I'm working at a small manufacturing company where all our production floor documentation is stuck in Word .docx files. The problem is, the bill of materials data in our current system doesn't always match the info in these files, and our management doesn't quite grasp how these inconsistencies can lead to issues on the floor. We have over 500 active recipes and SKUs! I'm searching for a free and open-source tool or management platform that can help me parse the data out into markdown format so I can use a simple local language model to extract the relevant information. I have a lot of experience with ETL pipelines but this case is a bit tricky since the Word documents vary in format. Any suggestions?
5 Answers
Did you know that .docx files are essentially zip files? You can rename them to zip and extract their contents. So, if you batch rename the files, you can explore the directories and find what you need easily!

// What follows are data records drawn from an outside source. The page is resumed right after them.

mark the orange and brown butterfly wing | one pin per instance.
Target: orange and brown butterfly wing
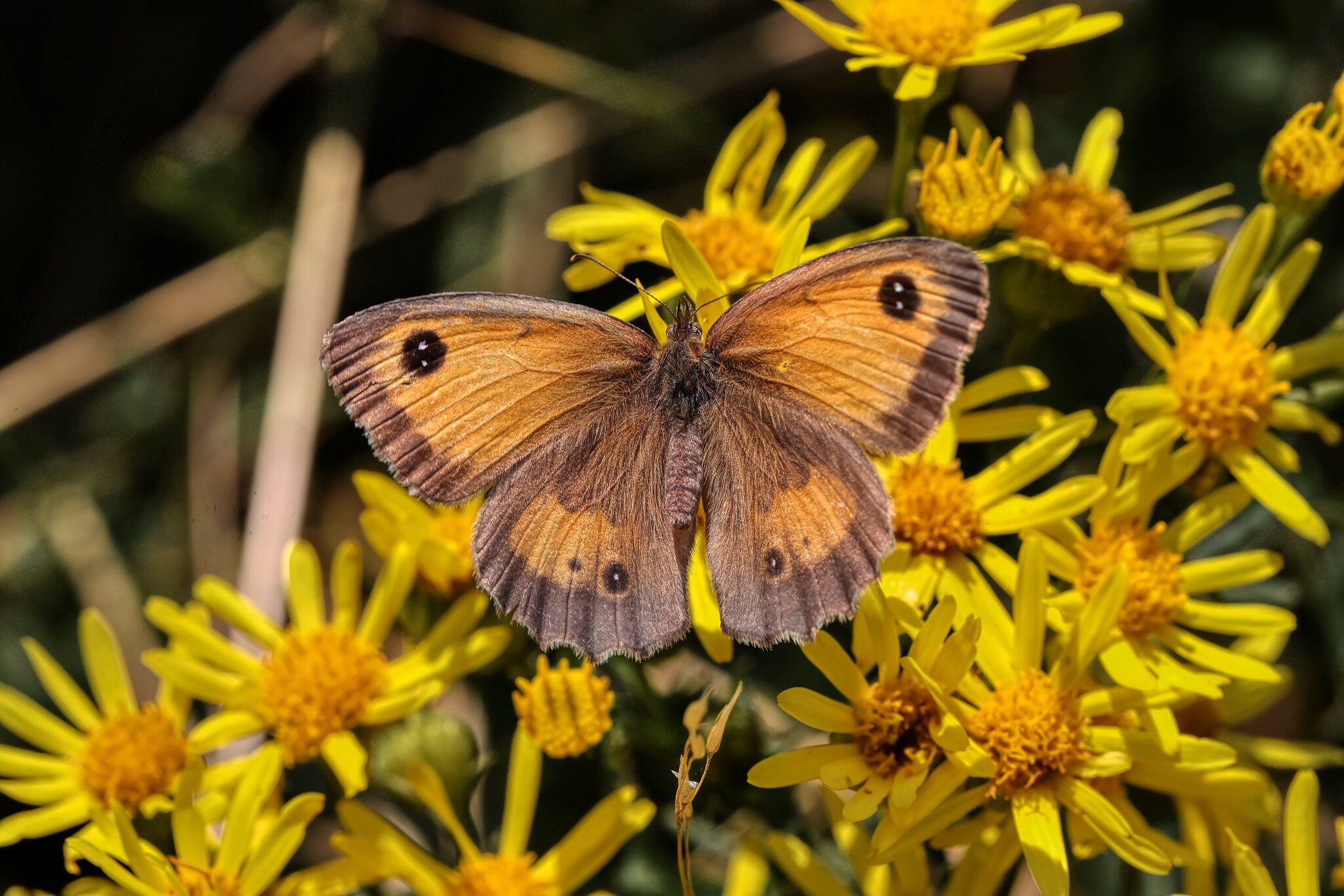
(863, 347)
(455, 388)
(576, 542)
(796, 516)
(873, 338)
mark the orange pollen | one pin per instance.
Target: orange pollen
(316, 684)
(933, 507)
(1031, 731)
(133, 757)
(203, 882)
(732, 242)
(931, 33)
(1078, 223)
(566, 711)
(892, 727)
(1156, 592)
(1305, 161)
(500, 876)
(1225, 386)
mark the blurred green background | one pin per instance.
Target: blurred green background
(144, 138)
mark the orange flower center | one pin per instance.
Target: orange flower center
(566, 711)
(133, 757)
(931, 33)
(933, 507)
(1031, 731)
(732, 242)
(892, 727)
(499, 876)
(1156, 592)
(316, 684)
(1078, 223)
(1225, 386)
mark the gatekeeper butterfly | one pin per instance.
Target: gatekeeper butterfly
(598, 445)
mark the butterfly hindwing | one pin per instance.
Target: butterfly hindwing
(796, 518)
(455, 388)
(873, 338)
(576, 542)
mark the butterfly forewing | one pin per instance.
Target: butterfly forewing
(455, 388)
(873, 338)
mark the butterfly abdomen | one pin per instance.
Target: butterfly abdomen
(682, 488)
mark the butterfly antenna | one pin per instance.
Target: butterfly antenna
(632, 283)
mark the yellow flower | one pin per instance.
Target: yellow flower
(942, 518)
(112, 750)
(564, 710)
(319, 679)
(1304, 164)
(925, 38)
(963, 198)
(1042, 741)
(1160, 610)
(1301, 845)
(373, 849)
(245, 863)
(1073, 220)
(1225, 384)
(897, 731)
(441, 535)
(738, 232)
(908, 875)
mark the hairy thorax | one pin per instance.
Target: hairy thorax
(687, 382)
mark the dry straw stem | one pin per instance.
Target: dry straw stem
(323, 232)
(696, 747)
(523, 144)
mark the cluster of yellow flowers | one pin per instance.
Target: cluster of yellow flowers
(961, 723)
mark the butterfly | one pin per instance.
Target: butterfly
(600, 446)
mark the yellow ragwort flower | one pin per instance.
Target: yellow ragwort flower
(114, 750)
(373, 849)
(740, 232)
(1304, 164)
(1076, 222)
(942, 518)
(564, 710)
(1301, 845)
(1042, 741)
(442, 535)
(897, 731)
(1225, 382)
(246, 861)
(800, 864)
(924, 38)
(963, 198)
(320, 678)
(1162, 610)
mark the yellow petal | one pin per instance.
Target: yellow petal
(1037, 819)
(524, 783)
(69, 697)
(1097, 152)
(1230, 571)
(1278, 497)
(814, 710)
(1240, 266)
(795, 766)
(1210, 656)
(1281, 291)
(106, 669)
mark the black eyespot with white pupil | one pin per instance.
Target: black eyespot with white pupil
(423, 354)
(898, 296)
(616, 578)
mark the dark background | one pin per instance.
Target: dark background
(114, 186)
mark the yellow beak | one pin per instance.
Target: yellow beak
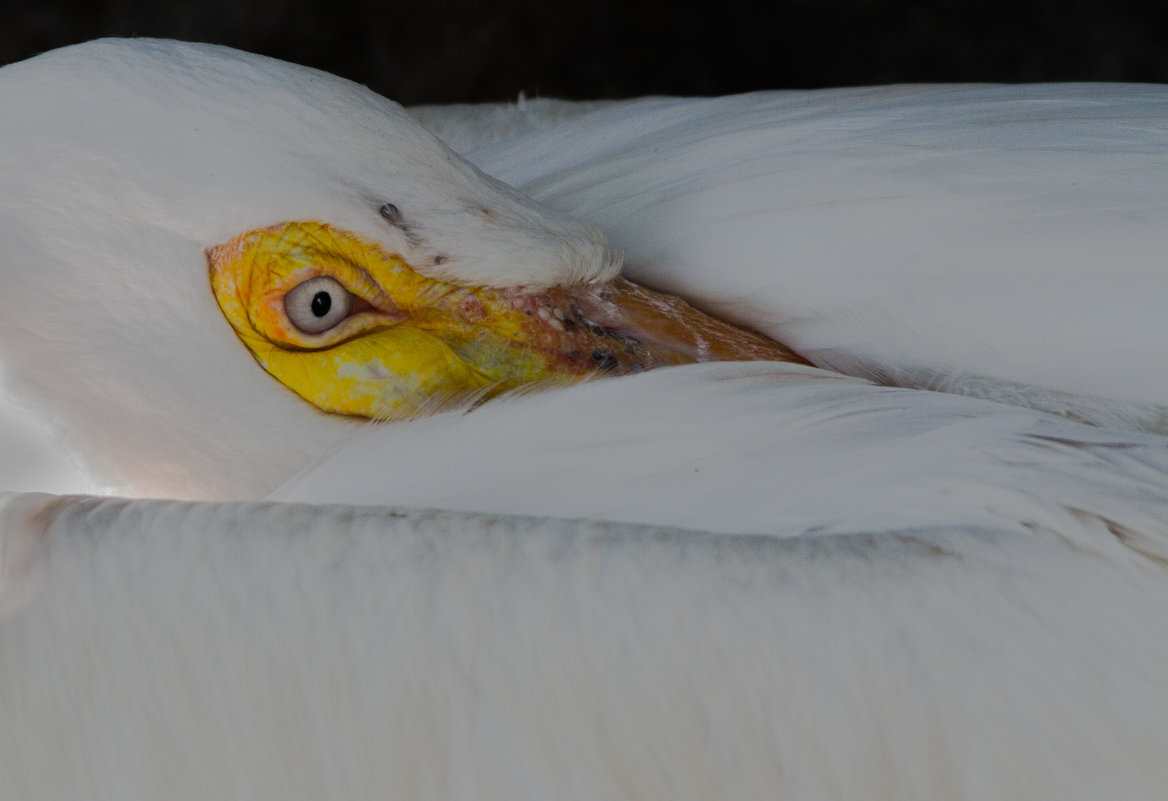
(355, 331)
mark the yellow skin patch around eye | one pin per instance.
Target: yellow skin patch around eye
(411, 343)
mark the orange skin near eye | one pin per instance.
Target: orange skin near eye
(412, 343)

If you're into PowerShell, check out the [ImportExcel](https://github.com/dfinke/ImportExcel) module. It can help you export to CSV without needing Excel installed, making it easier to work with LLMs for parsing!
If you’re comfortable using Python, you could use libraries like Python-docx to accomplish this. It might take some effort to set up, but it's definitely doable!
You might want to check out a tool Microsoft created called [Markitdown](https://github.com/microsoft/markitdown). It’s designed for this kind of document conversion and could be exactly what you need!
The Microsoft GitHub really does have some treasures in it!
Pandoc is a great option too! It’s like a universal document converter. Once you convert your documents to markdown, you can keep that as your official version and convert back to .docx when necessary. Super handy!

THANK YOU! THIS is exactly what I was looking for. The research has been a nightmare lately!